Every now and then she remembers that she will have to have her own birthday without Mike this year, and the next, and the next. Grief stacks itself up, waiting.

It's after eleven o'clock when the very-definitely-not-a-birthday-party breaks up. Mel walks home with Blake, taking Pepper, she says, “to give him some air.”

The sound that comes from Elizabeth shocks them all with its strangeness. She's laughing. It's a rusty half laugh, but a laugh none the less.

“To give yourself the chance to smoke all the way home, you mean,” she says. “I hear what you call Pepper when you think I'm asleep.”

• • •

As soon as Blake, Mel, and the dogs have gone, Elizabeth looks straight at Andy and asks the question she's sworn she doesn't want to know the answer to. Except that, after a drink and a loosening of the fear that binds her, it's all she can think about.

“What would it have been like,” she asks, “for Mike?”

His expression tells her that he hasn't understood, and so she has the chance to back up and off this path, but she doesn't.

She just takes a deep breath—diaphragm up, diaphragm down—and says some words she doesn't want to have to use so close to one another. “Mike. That night. I keep wondering, Andy. What would it have been like? To drown?”

“Oh.” Andy looks into his glass, and into Elizabeth's face—her eyes are alert, concentrating, sure—and takes a deep breath too. And he tells her, gently, calmly, simply, the way he knows he should.

Tears roll down her face and gather in his eyes but he keeps going. What he says is part medical opinion and part thirty years of friendship.

He says that, once the shock of the cold was over, Michael probably wouldn't have felt much.

He says that Michael would have been so focused on getting Kate out that he wouldn't have been thinking about his own body.

He says that physical strength and the instinct to save both himself and Kate would have taken over.

He says that the weight of Michael's own wet clothes and the weight of Kate and her wet clothes would have been a huge burden.

He says that Michael would have struggled but there would have come a point when he couldn't struggle anymore.

He pauses and looks at Elizabeth, touches her arm, a question:
Is
this
enough?
She nods.
Keep
going.

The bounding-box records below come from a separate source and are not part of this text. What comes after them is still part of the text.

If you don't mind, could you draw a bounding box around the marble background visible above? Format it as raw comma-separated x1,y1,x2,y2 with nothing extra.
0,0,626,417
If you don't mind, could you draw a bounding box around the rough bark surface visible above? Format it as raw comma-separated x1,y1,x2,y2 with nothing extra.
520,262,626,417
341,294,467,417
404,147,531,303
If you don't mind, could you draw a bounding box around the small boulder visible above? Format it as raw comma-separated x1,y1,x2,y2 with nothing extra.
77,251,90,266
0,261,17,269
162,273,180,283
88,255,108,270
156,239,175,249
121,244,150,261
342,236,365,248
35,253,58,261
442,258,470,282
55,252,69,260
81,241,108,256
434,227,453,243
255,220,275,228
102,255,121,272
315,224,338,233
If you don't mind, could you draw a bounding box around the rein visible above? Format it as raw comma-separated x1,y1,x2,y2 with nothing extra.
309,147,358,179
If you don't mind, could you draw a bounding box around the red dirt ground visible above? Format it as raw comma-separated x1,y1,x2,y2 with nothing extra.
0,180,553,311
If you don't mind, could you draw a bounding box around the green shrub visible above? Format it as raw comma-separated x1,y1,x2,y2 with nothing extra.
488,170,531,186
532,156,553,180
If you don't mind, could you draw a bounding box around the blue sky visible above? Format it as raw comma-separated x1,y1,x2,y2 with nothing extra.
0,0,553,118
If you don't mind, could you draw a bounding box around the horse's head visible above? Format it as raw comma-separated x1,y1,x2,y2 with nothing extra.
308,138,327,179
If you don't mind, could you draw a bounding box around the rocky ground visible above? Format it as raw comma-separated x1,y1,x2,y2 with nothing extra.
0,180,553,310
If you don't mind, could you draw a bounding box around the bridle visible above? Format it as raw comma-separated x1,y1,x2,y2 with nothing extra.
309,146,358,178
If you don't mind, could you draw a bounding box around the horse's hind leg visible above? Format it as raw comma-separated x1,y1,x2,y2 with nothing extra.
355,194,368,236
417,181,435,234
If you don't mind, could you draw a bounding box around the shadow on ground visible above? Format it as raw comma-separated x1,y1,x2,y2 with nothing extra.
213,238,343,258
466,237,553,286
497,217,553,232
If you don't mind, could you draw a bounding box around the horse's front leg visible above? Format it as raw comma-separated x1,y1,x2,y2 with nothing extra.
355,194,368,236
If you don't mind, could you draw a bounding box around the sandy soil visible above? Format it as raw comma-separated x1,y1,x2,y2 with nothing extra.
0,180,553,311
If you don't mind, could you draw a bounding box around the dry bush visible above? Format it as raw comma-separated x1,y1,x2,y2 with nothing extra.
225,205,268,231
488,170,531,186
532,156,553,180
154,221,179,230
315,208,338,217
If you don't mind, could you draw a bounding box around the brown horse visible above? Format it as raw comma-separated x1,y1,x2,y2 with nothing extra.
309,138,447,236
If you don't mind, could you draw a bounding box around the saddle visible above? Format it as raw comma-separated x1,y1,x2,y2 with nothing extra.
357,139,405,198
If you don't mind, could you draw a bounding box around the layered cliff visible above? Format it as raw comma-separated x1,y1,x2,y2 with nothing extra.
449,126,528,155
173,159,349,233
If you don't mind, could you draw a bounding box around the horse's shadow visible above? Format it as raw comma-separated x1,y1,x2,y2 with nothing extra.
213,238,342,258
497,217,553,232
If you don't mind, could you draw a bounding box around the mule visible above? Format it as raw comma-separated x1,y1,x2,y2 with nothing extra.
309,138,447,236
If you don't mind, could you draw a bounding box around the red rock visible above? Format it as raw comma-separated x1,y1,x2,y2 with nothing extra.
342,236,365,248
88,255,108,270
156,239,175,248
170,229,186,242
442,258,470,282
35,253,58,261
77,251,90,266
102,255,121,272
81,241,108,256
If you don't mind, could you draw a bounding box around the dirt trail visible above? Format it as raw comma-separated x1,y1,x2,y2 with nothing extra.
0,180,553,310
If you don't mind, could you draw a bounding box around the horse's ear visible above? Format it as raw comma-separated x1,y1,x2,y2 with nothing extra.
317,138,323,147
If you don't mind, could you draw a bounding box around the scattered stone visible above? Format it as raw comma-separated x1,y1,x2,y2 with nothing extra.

I'm OK.
Her eyes say,
Despite
appearances, this is OK.
Her heart screams for him to stop talking, but something stronger in her needs to hear this.

He says, “Michael probably lost consciousness.” He says—he falters as he says it—“He might not have known. About the dying. We can't know.”

“No,” says Elizabeth. “No. We can't know.”

Later, in the dark, knowing how well Mel sleeps after a drink, she takes a blanket and sits on the stairs, listening to Mike's voice on the answering machine, over and over and over until it's a beloved white noise. She's consented to the machine being switched off, so that unwary callers don't have to hear her husband's voice, but she won't have the recording replaced. As she said to Mel the last time they talked about it, it's not as though she isn't here to answer the phone. Mel had made a face that said,
Well, I'll let this go for now, but this isn't the end of it.

Andy's words have been partly reassuring: she likes knowing that Mike wouldn't have known, wouldn't have been thinking about dying, would instead have been focused on getting Kate out, getting himself out. But the conversation has also reminded Elizabeth of what she'll never know.

She wonders how he felt, what he thought about, whether he panicked or was calm, whether he thought about her. She goes upstairs and gets into bed and holds her breath, just to see if she can discover how it might have felt, but something more primal even than grief makes her pant and panic before she gets anywhere close.